Colorado In-State Tuition For Children Of Illegal Immigrants

Former Democrat Congressman David Skaggs, now in charge of higher education in Colorado, wants in-state tuition breaks for the children of illegal immigrants:
Colorado higher education director David Skaggs says he will try to remove legal barriers to in-state tuition for Colorado students whose parents are in the country illegally.

"The disconnect is, we treat these kids as Colorado kids for purposes of K-12 education, and then suddenly they fall off the edge of the Earth," Skaggs said. "Then we try to encourage them to think about going to college, and the status of their parents hasn't been an issue until suddenly they're faced with this resident tuition question."
. . .
The dispute involves only those students under 23 years of age who are not emancipated, meaning that they are still claimed by their parents as dependents on their income taxes.

Skaggs said he has asked the Colorado attorney general's office to clarify the law. He said if the advice from the attorney general is that a child of illegal residents doesn't qualify for in-state tuition, he will ask the legislature to change the law.

"My hope is that they (the attorney general's staff) will say that an otherwise eligible Colorado . . . student shouldn't be disqualified from resident tuition because his or her parents happen not to be able to document their status in the country," Skaggs said.

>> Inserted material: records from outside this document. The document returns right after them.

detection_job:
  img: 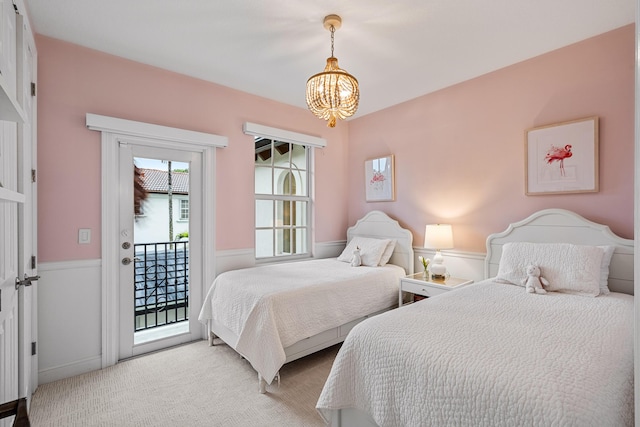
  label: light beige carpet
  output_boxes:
[29,341,339,427]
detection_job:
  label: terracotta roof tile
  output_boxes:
[140,168,189,194]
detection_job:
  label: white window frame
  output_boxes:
[243,122,326,263]
[180,199,189,221]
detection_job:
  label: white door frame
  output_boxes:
[86,113,228,368]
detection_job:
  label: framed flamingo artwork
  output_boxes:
[525,117,598,196]
[364,154,396,202]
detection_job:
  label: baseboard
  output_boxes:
[38,356,102,384]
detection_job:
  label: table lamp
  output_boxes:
[424,224,453,279]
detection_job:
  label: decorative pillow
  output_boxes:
[598,246,616,295]
[338,236,390,267]
[496,242,604,296]
[378,239,396,267]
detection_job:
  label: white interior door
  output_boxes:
[119,141,202,360]
[0,121,25,426]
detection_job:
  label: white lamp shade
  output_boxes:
[424,224,453,250]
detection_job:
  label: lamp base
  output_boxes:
[429,259,447,277]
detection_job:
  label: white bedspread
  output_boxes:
[317,281,634,426]
[198,258,405,383]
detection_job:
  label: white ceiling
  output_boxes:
[25,0,636,117]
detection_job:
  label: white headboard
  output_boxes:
[484,209,633,295]
[347,211,413,274]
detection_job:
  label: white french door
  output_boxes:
[118,144,202,360]
[0,5,38,420]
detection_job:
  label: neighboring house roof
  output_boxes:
[140,168,189,194]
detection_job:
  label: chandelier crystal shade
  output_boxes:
[306,15,360,127]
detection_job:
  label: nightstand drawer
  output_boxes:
[402,281,449,297]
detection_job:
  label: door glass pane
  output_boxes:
[291,170,308,196]
[273,168,295,195]
[256,200,273,227]
[291,144,307,170]
[256,230,273,258]
[133,157,189,344]
[255,166,272,194]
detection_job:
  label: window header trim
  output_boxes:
[242,122,327,148]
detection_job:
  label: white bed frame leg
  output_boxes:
[258,373,267,394]
[207,321,216,347]
[258,372,280,394]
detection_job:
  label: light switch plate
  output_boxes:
[78,228,91,245]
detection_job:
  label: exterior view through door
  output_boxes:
[133,157,189,345]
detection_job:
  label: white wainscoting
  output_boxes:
[37,246,485,384]
[37,259,102,384]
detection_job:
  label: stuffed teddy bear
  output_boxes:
[351,246,362,267]
[522,264,549,294]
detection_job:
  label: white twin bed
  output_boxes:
[317,209,634,426]
[198,211,414,393]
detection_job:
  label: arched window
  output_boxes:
[254,137,311,259]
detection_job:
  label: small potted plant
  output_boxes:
[418,255,429,279]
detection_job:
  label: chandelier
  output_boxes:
[306,15,360,127]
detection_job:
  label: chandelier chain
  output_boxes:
[331,25,336,57]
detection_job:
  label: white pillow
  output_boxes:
[378,239,396,271]
[338,236,390,267]
[598,246,616,295]
[496,242,604,296]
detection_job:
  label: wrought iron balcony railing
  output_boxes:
[134,241,189,332]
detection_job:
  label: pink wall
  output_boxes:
[36,25,635,262]
[36,36,348,262]
[347,25,635,252]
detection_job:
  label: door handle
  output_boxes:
[16,274,40,289]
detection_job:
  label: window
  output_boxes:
[254,136,311,259]
[180,199,189,221]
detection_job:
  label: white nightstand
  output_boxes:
[398,272,473,306]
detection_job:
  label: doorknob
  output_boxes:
[16,274,40,289]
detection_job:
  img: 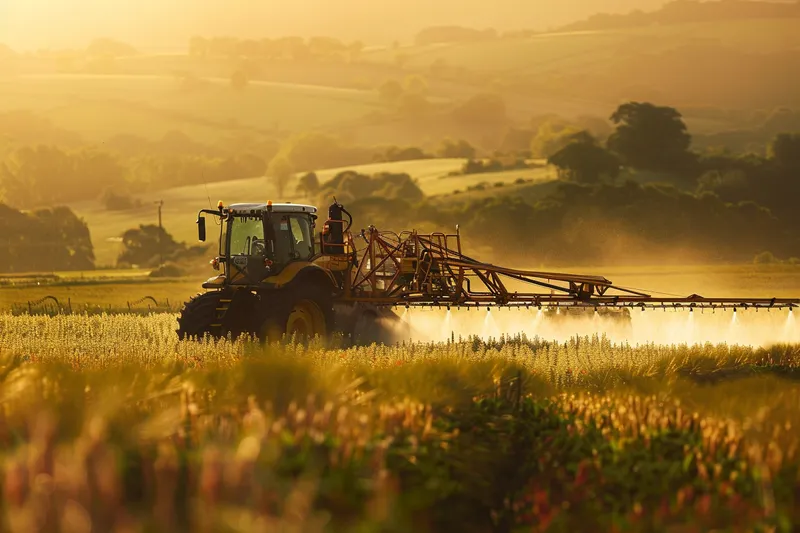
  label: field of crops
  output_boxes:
[0,314,800,532]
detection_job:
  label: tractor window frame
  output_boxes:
[289,214,316,261]
[227,213,269,257]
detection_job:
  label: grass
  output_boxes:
[72,159,468,265]
[0,315,800,532]
[0,276,203,312]
[0,74,382,142]
[366,19,800,75]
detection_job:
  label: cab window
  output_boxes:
[230,217,266,255]
[289,216,314,259]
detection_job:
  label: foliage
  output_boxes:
[608,102,692,170]
[547,132,620,183]
[117,224,186,267]
[0,204,94,272]
[436,139,476,159]
[0,145,125,207]
[319,170,424,206]
[0,315,800,533]
[770,133,800,172]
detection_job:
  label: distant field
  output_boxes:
[0,262,800,312]
[0,274,205,313]
[366,19,800,74]
[0,75,388,141]
[72,159,468,265]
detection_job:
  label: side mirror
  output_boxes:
[197,217,206,242]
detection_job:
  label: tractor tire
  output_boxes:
[260,281,334,342]
[175,291,259,340]
[175,291,224,340]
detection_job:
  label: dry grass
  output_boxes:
[0,314,800,531]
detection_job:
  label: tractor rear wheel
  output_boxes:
[175,290,259,340]
[261,283,334,341]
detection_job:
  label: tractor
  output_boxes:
[177,198,800,342]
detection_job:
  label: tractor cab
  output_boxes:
[197,202,317,288]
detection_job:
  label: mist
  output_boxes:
[0,0,664,50]
[397,308,800,347]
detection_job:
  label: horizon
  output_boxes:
[0,0,667,52]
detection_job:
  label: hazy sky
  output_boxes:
[0,0,664,49]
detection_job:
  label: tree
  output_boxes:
[607,102,692,170]
[0,204,94,272]
[297,172,319,197]
[436,139,475,159]
[547,131,620,183]
[117,224,186,267]
[267,159,294,198]
[769,133,800,171]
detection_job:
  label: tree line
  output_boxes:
[0,203,94,273]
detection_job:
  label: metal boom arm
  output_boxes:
[322,226,800,309]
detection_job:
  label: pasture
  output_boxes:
[365,19,800,75]
[71,159,552,266]
[0,74,383,143]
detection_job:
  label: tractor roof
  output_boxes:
[228,203,317,213]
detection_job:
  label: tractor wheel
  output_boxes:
[261,283,334,341]
[176,291,259,340]
[175,291,224,339]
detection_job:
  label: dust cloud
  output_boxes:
[397,308,800,347]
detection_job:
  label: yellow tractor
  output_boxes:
[177,199,800,341]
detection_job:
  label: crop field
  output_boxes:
[0,314,800,532]
[0,74,381,142]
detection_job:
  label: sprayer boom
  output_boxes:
[332,226,800,310]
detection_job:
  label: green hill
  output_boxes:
[0,74,383,142]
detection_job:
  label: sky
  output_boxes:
[0,0,664,50]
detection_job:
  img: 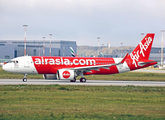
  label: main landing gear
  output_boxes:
[22,74,27,82]
[70,77,86,83]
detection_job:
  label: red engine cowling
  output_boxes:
[43,74,57,80]
[57,69,75,80]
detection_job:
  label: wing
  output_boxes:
[65,53,129,72]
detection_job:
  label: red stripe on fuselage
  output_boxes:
[32,56,119,75]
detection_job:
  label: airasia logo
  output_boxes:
[62,71,70,79]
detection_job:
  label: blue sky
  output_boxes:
[0,0,165,47]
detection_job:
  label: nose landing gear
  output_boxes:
[22,74,27,82]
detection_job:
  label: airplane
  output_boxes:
[70,47,77,57]
[3,33,157,83]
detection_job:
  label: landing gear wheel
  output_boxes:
[23,78,27,82]
[70,78,76,82]
[80,77,86,83]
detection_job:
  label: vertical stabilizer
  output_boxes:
[129,33,155,68]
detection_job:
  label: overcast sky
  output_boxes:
[0,0,165,47]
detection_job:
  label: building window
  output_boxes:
[5,55,10,59]
[14,50,17,58]
[34,49,37,56]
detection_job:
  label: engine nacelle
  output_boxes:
[57,69,75,80]
[43,74,57,80]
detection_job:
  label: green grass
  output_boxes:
[0,67,165,81]
[0,85,165,120]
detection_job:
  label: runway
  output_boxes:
[0,79,165,87]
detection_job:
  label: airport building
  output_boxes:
[0,40,77,59]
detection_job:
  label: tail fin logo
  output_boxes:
[130,37,153,67]
[140,37,152,57]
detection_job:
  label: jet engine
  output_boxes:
[43,74,57,80]
[57,69,76,80]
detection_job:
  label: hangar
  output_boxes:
[0,40,77,59]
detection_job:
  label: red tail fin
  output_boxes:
[127,33,155,67]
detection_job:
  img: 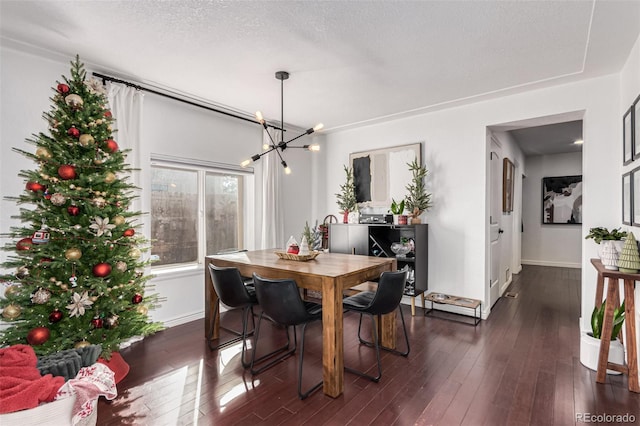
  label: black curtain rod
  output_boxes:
[93,72,286,132]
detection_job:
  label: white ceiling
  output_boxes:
[0,0,640,146]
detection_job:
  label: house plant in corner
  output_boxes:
[405,158,431,223]
[336,166,358,223]
[580,299,625,374]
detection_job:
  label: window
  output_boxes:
[151,159,251,267]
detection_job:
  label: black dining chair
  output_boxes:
[251,273,322,399]
[207,263,258,368]
[342,271,411,382]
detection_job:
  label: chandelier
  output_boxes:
[240,71,323,174]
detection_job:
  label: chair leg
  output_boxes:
[294,323,322,399]
[344,313,382,383]
[249,312,297,375]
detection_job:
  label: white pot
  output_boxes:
[580,333,624,374]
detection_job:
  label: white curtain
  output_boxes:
[107,82,144,215]
[261,129,284,249]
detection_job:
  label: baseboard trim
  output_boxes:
[520,259,582,269]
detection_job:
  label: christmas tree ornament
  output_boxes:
[618,231,640,274]
[89,216,116,237]
[16,238,33,251]
[51,192,67,206]
[67,205,80,216]
[36,146,51,158]
[49,309,62,324]
[91,315,102,328]
[58,164,76,180]
[67,127,80,138]
[78,133,95,146]
[104,314,120,329]
[73,340,91,349]
[92,262,111,278]
[2,303,22,320]
[64,247,82,260]
[67,291,93,317]
[31,287,51,305]
[57,83,69,95]
[105,139,118,152]
[104,172,116,183]
[26,182,45,192]
[64,93,84,109]
[27,327,51,346]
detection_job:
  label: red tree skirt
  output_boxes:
[98,352,129,384]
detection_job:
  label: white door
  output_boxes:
[489,138,503,306]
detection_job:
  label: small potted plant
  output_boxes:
[336,166,358,223]
[580,299,625,374]
[405,158,431,223]
[584,226,627,259]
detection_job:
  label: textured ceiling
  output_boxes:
[0,0,640,141]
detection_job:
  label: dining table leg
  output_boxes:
[322,277,344,398]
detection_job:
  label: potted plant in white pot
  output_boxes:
[336,166,358,223]
[405,158,432,223]
[580,299,625,374]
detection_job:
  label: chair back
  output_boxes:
[253,273,310,326]
[209,263,251,308]
[363,271,407,315]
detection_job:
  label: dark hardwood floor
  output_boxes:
[98,266,640,426]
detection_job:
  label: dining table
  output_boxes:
[204,249,397,398]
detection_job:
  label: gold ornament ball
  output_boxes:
[36,146,51,158]
[78,133,95,146]
[64,247,82,260]
[2,304,22,320]
[104,172,116,183]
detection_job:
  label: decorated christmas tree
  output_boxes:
[0,58,162,359]
[618,232,640,274]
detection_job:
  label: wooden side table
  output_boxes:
[591,259,640,393]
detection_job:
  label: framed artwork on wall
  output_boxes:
[622,108,638,164]
[622,172,633,225]
[542,175,582,225]
[502,157,516,213]
[631,167,640,226]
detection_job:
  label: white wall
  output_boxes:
[522,152,583,268]
[325,75,621,320]
[0,45,324,326]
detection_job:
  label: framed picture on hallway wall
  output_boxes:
[542,175,584,225]
[622,172,633,225]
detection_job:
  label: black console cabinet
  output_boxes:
[329,223,429,307]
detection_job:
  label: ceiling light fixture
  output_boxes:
[240,71,323,174]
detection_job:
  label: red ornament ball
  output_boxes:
[58,164,76,180]
[16,238,33,251]
[93,263,111,278]
[91,317,102,328]
[58,83,69,95]
[26,182,45,192]
[67,127,80,138]
[105,139,118,152]
[49,309,62,324]
[27,327,51,346]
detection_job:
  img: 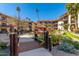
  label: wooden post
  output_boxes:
[48,36,52,51]
[10,33,18,56]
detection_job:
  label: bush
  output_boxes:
[51,35,63,45]
[73,42,79,49]
[38,35,44,42]
[0,42,7,49]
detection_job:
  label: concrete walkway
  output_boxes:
[19,48,52,56]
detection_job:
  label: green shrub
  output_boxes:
[38,35,44,42]
[51,35,62,44]
[73,42,79,49]
[0,42,7,49]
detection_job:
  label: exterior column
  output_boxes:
[77,13,79,28]
[68,15,71,32]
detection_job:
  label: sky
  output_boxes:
[0,3,67,21]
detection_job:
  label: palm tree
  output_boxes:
[36,8,40,21]
[16,6,21,19]
[16,6,21,34]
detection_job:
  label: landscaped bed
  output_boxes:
[39,30,79,54]
[0,42,9,56]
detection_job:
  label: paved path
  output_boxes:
[19,48,52,56]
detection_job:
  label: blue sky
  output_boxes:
[0,3,66,21]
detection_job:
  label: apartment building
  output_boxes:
[33,13,79,31]
[0,13,29,32]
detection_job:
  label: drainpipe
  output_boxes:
[68,15,71,32]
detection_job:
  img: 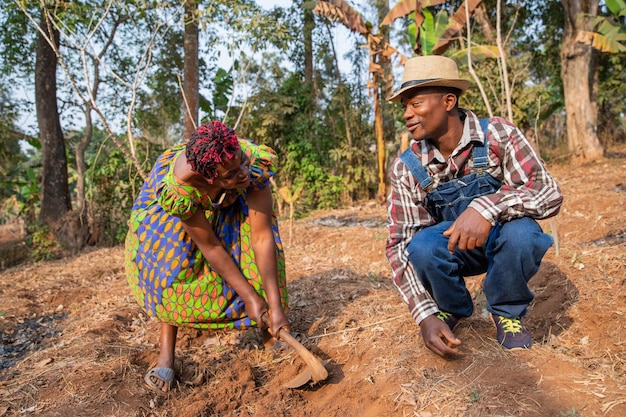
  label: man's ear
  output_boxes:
[443,93,458,111]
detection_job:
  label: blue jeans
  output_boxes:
[407,217,553,318]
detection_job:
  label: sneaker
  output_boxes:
[437,311,461,330]
[491,314,533,349]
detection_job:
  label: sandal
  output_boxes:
[143,368,176,394]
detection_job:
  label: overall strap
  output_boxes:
[400,146,433,190]
[400,119,489,190]
[472,119,489,169]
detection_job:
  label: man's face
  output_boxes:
[401,88,449,140]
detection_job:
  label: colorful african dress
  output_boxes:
[125,140,287,329]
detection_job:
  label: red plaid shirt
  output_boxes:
[387,110,563,324]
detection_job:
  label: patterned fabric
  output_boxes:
[387,110,563,323]
[125,139,288,329]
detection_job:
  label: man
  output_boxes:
[387,56,563,357]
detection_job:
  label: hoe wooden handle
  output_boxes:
[261,314,328,382]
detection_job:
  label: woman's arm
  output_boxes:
[182,209,267,325]
[248,186,289,335]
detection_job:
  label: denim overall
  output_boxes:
[400,119,553,318]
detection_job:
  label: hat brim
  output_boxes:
[387,79,470,103]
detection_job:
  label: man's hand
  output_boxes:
[420,314,461,358]
[443,208,491,253]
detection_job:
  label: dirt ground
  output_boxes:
[0,148,626,417]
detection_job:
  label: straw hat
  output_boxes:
[387,55,470,103]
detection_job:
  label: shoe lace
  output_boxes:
[437,311,452,321]
[498,316,522,333]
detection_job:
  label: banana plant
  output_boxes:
[381,0,481,55]
[577,0,626,54]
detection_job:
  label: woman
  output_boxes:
[126,121,290,392]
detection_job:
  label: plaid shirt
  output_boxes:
[387,110,563,324]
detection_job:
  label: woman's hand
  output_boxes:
[269,307,291,339]
[242,292,267,328]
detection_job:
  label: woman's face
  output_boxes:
[213,149,250,189]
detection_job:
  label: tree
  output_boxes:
[561,0,604,164]
[313,0,405,202]
[182,0,200,140]
[35,7,72,226]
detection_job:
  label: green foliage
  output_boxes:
[28,222,59,262]
[86,137,162,246]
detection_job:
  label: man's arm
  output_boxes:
[386,160,439,324]
[469,119,563,223]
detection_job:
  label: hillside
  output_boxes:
[0,149,626,417]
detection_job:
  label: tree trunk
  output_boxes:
[374,0,396,202]
[183,0,200,141]
[561,0,603,164]
[35,10,72,226]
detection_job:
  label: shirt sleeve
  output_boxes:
[469,119,563,224]
[386,158,439,324]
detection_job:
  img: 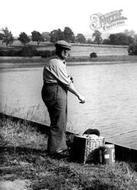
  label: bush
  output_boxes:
[19,45,38,57]
[0,49,20,56]
[128,44,137,55]
[38,50,55,58]
[90,52,97,58]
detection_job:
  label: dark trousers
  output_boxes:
[42,84,67,153]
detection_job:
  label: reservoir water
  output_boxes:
[0,63,137,149]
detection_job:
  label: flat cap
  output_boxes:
[55,40,71,50]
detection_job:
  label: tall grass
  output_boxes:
[0,118,137,190]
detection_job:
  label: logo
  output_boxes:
[90,9,127,31]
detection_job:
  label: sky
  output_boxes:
[0,0,137,36]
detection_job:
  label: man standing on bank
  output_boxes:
[42,40,85,155]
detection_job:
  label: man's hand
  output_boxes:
[78,95,85,104]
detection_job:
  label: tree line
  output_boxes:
[0,27,137,46]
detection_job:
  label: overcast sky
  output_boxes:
[0,0,137,36]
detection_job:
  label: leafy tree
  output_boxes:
[0,33,4,40]
[18,32,30,45]
[50,29,64,42]
[92,30,102,44]
[2,27,14,46]
[64,27,75,42]
[41,32,50,42]
[75,33,86,43]
[109,33,134,45]
[31,31,44,45]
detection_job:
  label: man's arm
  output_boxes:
[68,82,85,103]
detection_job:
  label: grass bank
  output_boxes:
[0,117,137,190]
[0,55,137,69]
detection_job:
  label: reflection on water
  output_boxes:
[0,64,137,146]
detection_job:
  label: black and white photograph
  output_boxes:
[0,0,137,190]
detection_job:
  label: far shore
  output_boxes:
[0,55,137,69]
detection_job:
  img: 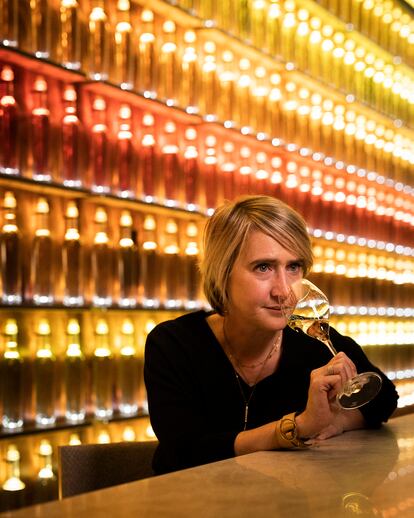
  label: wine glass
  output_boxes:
[281,279,382,409]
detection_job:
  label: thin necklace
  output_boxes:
[223,319,283,431]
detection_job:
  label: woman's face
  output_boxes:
[226,231,303,331]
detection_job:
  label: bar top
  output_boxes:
[1,415,414,518]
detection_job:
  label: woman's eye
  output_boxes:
[288,263,302,273]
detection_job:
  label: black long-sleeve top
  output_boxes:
[144,311,398,473]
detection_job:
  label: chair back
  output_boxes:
[59,441,158,498]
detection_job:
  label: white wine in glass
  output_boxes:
[281,279,382,409]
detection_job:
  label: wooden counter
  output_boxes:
[1,415,414,518]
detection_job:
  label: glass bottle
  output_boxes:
[118,210,140,307]
[200,41,218,122]
[136,9,157,99]
[220,140,236,200]
[1,318,24,430]
[179,31,200,113]
[31,76,52,182]
[33,318,56,426]
[90,96,110,194]
[217,50,236,128]
[161,121,181,207]
[115,0,135,90]
[141,214,161,308]
[30,197,54,304]
[0,0,19,47]
[92,207,113,306]
[30,0,51,59]
[157,20,178,106]
[203,135,218,215]
[183,126,200,211]
[139,113,158,203]
[116,104,137,198]
[118,318,140,417]
[60,0,81,70]
[163,219,183,308]
[62,85,82,187]
[87,0,109,81]
[184,221,201,309]
[34,439,58,503]
[236,146,253,194]
[0,191,22,304]
[250,66,270,138]
[0,65,20,175]
[234,58,252,134]
[2,444,26,491]
[92,318,113,421]
[64,318,86,423]
[62,201,84,306]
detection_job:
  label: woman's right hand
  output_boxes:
[296,352,357,438]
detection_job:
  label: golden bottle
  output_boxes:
[161,121,182,207]
[0,0,19,47]
[117,318,140,417]
[33,439,58,503]
[115,0,135,90]
[0,191,22,304]
[30,197,55,304]
[33,318,57,427]
[60,0,81,70]
[136,9,157,99]
[217,50,236,128]
[92,318,113,421]
[116,104,138,198]
[91,207,113,307]
[141,214,161,308]
[87,0,109,81]
[118,210,140,307]
[0,65,20,175]
[183,126,200,211]
[200,41,218,122]
[64,318,86,423]
[62,85,82,187]
[179,31,200,113]
[31,76,52,182]
[2,444,26,492]
[203,135,219,215]
[235,58,252,134]
[157,20,178,106]
[90,96,111,194]
[163,218,183,309]
[139,113,158,203]
[62,201,84,306]
[30,0,51,59]
[184,221,201,310]
[220,140,236,200]
[1,318,24,430]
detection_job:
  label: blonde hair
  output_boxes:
[200,195,313,315]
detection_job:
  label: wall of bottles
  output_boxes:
[0,0,414,509]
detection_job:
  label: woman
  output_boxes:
[145,196,398,473]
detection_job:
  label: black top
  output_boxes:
[144,311,398,473]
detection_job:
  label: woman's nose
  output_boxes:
[272,272,290,299]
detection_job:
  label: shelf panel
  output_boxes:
[0,44,86,83]
[0,410,148,440]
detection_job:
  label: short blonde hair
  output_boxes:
[200,195,313,315]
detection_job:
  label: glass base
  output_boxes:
[337,372,382,410]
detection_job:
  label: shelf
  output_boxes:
[0,44,86,83]
[0,173,206,219]
[0,410,148,440]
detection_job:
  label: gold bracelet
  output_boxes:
[275,412,308,450]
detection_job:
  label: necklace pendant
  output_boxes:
[243,403,249,431]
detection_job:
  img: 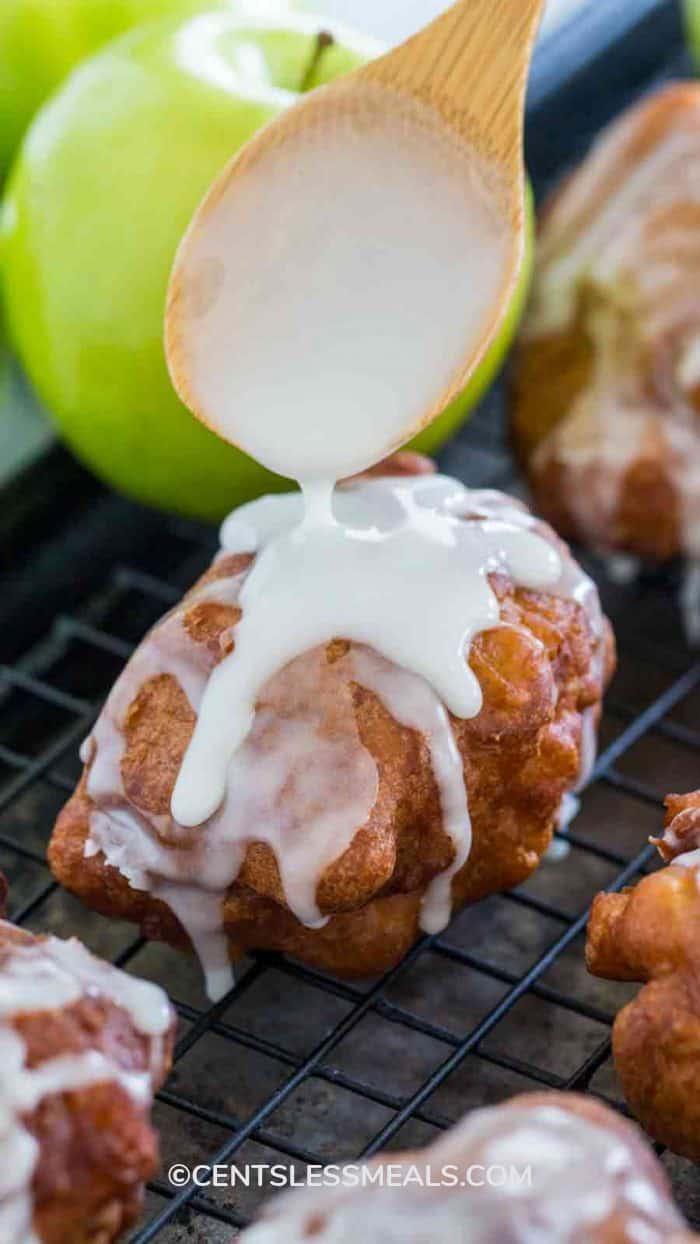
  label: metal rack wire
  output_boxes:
[0,0,700,1244]
[0,383,700,1244]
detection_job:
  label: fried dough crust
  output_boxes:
[586,791,700,1162]
[241,1092,698,1244]
[511,82,700,562]
[48,497,614,977]
[0,921,174,1244]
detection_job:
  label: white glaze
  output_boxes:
[174,83,515,480]
[86,475,603,998]
[0,922,173,1244]
[241,1105,684,1244]
[173,476,562,826]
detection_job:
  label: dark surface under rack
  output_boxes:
[0,0,700,1244]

Nate Strauch, spokesman for Attorney General John Suthers, said that an answer could come in a few weeks.
No Mr. Skaggs, the disconnect is how this state or any state could offer the benefits of in-state tuition to children of illegal immigrants and not to CITIZENS OF THIS COUNTRY who just happen to be from another state. These students have received their federally mandated K-12 education--let them pony up the cash, find scholarships, work while in school or take out loans to pay for college, just like citizens of the USA and residents of this state have to do themselves. As of now, Metro State charges non-resident tuition; however, CU grants in-state tuition.

Notice too how Skaggs finds the only solution to granting in-state tuition can be found through the legislature, and not through referenda or initiatives--something the public could directly determine.

Oh well, this isn't the first time pro-amnesty advocates have tried to do an end-around on Colorado's laws barring in-state tuition for illegal immigrants.